狼王フェンリルの動きの速さはまさに風のようで、輝く銀の体毛も相まってまるで吹雪のようだった。
剣士の周囲を円形に回り、背後から、側面から、縦横無尽に狼の爪と牙が襲い掛かる。
対する少年も負けてはいない。
撹乱と急襲の獣の戦法に対し、黒騎士たる彼は一か所に陣取りそこを動かない。
無抵抗という意味ではない。
どうせ人間が獣と駆け比べをしても勝負にならない。無駄に動く必要が無いのである。
「!」
爪牙が襲いくる場所をいち早く察し、その場所に刃をあてがえば、次の瞬間にはぴたりと爪を止められた銀狼がそこにいる。
そうして隙を晒した横腹目がけて剣を振っているのだ。
その反撃が早い。
反攻の瞬間だけ彼自身も獣のように素早くなり、足で敵わない筈の狼に追い縋って猛撃を浴びせる。
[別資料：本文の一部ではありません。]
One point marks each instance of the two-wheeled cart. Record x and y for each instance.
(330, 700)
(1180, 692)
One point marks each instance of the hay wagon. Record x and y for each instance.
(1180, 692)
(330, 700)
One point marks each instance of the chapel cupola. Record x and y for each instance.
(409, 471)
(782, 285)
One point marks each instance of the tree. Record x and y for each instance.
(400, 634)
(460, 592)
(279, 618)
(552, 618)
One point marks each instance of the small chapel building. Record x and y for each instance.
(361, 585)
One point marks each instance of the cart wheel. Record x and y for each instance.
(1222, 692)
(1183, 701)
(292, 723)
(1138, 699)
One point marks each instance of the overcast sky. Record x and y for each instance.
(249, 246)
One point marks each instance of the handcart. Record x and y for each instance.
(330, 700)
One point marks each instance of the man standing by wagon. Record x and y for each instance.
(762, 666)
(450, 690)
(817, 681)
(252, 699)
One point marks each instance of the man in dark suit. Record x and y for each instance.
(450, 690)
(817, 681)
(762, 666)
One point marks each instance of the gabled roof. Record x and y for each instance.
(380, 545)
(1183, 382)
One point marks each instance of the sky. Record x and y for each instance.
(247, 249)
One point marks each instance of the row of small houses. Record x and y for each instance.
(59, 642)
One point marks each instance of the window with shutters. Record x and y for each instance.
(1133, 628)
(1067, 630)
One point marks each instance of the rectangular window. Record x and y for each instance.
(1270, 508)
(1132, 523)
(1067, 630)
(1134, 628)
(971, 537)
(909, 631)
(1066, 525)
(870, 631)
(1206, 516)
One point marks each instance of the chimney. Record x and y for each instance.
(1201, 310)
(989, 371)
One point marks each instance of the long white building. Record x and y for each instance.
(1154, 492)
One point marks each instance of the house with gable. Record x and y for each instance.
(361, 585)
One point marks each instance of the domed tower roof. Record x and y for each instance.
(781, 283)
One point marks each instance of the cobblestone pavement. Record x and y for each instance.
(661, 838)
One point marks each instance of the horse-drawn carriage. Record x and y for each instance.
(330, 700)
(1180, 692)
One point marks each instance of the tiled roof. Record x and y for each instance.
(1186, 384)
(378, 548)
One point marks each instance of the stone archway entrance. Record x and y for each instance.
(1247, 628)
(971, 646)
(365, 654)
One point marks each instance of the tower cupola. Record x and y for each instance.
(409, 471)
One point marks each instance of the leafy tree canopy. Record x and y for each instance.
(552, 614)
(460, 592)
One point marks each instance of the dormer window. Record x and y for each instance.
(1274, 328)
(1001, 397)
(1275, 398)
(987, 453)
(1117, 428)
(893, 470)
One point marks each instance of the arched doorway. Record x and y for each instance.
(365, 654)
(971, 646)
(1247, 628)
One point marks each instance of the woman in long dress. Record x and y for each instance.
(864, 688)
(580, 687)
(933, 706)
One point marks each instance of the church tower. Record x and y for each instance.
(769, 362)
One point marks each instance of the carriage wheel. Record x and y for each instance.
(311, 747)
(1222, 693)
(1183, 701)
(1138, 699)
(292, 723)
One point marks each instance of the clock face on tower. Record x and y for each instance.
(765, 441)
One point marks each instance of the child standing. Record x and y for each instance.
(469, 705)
俊敏に攻撃を仕掛ける狼と、器用に動きを止めて的確な反撃を繰り出す剣士。
素人にはもはや認識できない次元の戦いだった。
少年が動きを止めてくれないと、銀狼の姿は碌に見えないくらいだ。少女を襲った刺客と比べても全く格が違う。
幾度攻撃を止められても、反撃が飛んできても、俊敏な狼は素早く身を翻し、絶え間なく襲い掛かる。
素人目にも見どころのある、息を呑むような試合だった。
しかし耐える少年の方は、しばらく経つと大分億劫そうな様子になってきた。
疲れだけが理由ではないらしく、攻撃を器用に捌きながらも急に観念したような口調になる。
「あのさっ、フェンリル……」
「なんじゃ」
「その、悪かった。素通りして魔王に相談しに行ったの、謝るから……っ、そろそろ、勘弁して。これ八つ当たりだよね」
「……ふん」
苦笑交じりに交渉すると、ひっきりなしに響いていた金属音がようやく止み、森の集落は嵐が去ったように静かになった。
瞬間、
「っ!?」
余波のようにもう一陣の風が吹く。
正に瞬きの瞬間だった。
少年と干戈を交えていたはずの狼は、気付くと少女の目の前にいて、その細首に鋭い牙をあてがっていたのだ。
何が起きているかを理解するのにたっぷり一秒。
やっと恐怖を感じた頃には、すでに狼が背を向けていた。
「……本当にただの小娘とはな」
鋭い目を少し見開きながらの言葉は、ただの感想か、それとも嫌味なのか。
どちらとも取れる台詞を投げつけて、銀狼は少年の傍にのそのそと戻っていった。
「お主が連れてきたというから堅気の者ではあるまいと思っていたが……よもやあの魔王が真実を申すとはのぅ」
「まぁ、もっともな意見なんだけど、成り行きだから、この件は許して……あ」
振り返ると、ポツンと少女が取り残されていた。
見物人の獣たちは、試合の終わりとともにさっさとはけてしまったらしい。
住民に世話を任せるつもりでいた少年だが、結局は自分で話すこととなった。
「そんなつもりはなかったけど、紹介はする。この狼はフェンリル。この地の王で、僕の義父」
「………」
「……?」
呼びかけても、座り込んだまま返事がない。
目の前で手を振ってみても反応がない。
どうやら、
「……フェンリル、脅かしすぎだ」
気を失った少女を背負いながら、少年はため息と共に自宅へ歩き出した。
世界観紹介……魔族
この大陸に住まう人間以外の知的生命体。王国では『魔物』と呼ばれ蔑まれている。
人間に僅かに劣る程度の知能と、人間をはるかに凌ぐ身体能力を持った、言うなれば喋る動物。
獣、鳥、魚、虫、妖精、そして竜族の六種族があり、それぞれが狩りや採集、農業を以って生活している。
姿はそれぞれの種族由来の者がほとんどだが種類等に統一性はなく、例えば獣なら猫だったり犬だったりする。
さらに顔は動物にもかかわらず人間のように二足歩行をしたり、獣耳や尻尾、翼などが生えているだけで他はほとんど人間と変わらない者もいるなど形質は多種多様。
全体に仲間思いで、他種族相手であっても子供には優しい温和な性格。
古の時代より人間と相対してきた仇敵であり、かつては人間の版図を狙って大侵攻を企てた……と王国には伝わっているが実際のところ彼らにあからさまな戦意は見えず、イクトとは仲が良さそうでリズの事も歓待しているなど、人間側の伝承と事実とは大きな乖離を起こしているようだ。
彼らはこの世界において重要な役割を持ち、かつては人間もその輪の中にあった。
人間たちが袂を分かったその使命こそ、この物語の根幹を為す存在となっているのだが、現状真実を知るのは魔族以外だとイクトただ一人だけである。